The perfect example of this was in Holland where, within four years of winning the Champions League in 1995, Louis van Gaal’s Ajax had been all but obliterated. That side had an average age of 23 and was very much built around academy products. However, within three years, Patrick Kluivert, Edgar Davids, Michael Reiziger and Winston Bogarde had all left.
The ramifications of what happened on December 15 1995 may have taken some time to be felt but all these years on many feel that was the day that football changed from a sport to a business. Contracts are no longer worth the paper they're printed on, top players can now hold a club to ransom over a new deal, while agents can easily make a fortune on every deal they broker.

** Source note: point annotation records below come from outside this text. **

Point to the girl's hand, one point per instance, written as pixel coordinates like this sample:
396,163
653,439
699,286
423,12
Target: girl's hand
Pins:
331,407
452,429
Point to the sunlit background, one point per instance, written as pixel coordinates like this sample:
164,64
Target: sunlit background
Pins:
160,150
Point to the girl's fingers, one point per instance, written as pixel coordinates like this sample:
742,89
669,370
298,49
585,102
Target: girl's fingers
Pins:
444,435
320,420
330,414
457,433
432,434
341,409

It’s often suggested that the quality of this now global product has improved in the years since but some argue the value has diminished. The game is now predominantly dominated by a handful of clubs who have a monopoly when it comes to the best talent in the game who fight it out among themselves for a share of the few prizes on offer; though the fact that fans around the world are seemingly falling over themselves to watch it would suggest otherwise.
He may have broken down the barriers for future generations of stars but, ironically, the one player who benefited least from his five-year legal battle was Jean-Marc Bosman himself. He was awarded £312,000 compensation for his efforts, which was barely enough to cover his legal costs and in the years that followed suffered from depression and alcoholism, has lost custody of his children and now lives a modest life back in Belgium to say the least.
“I think there are players who earn a great living – good for them.” Bosman said some years later. “Me, on the other hand, I earn nothing now. I won in court but I am the one who has paid and paid and paid.”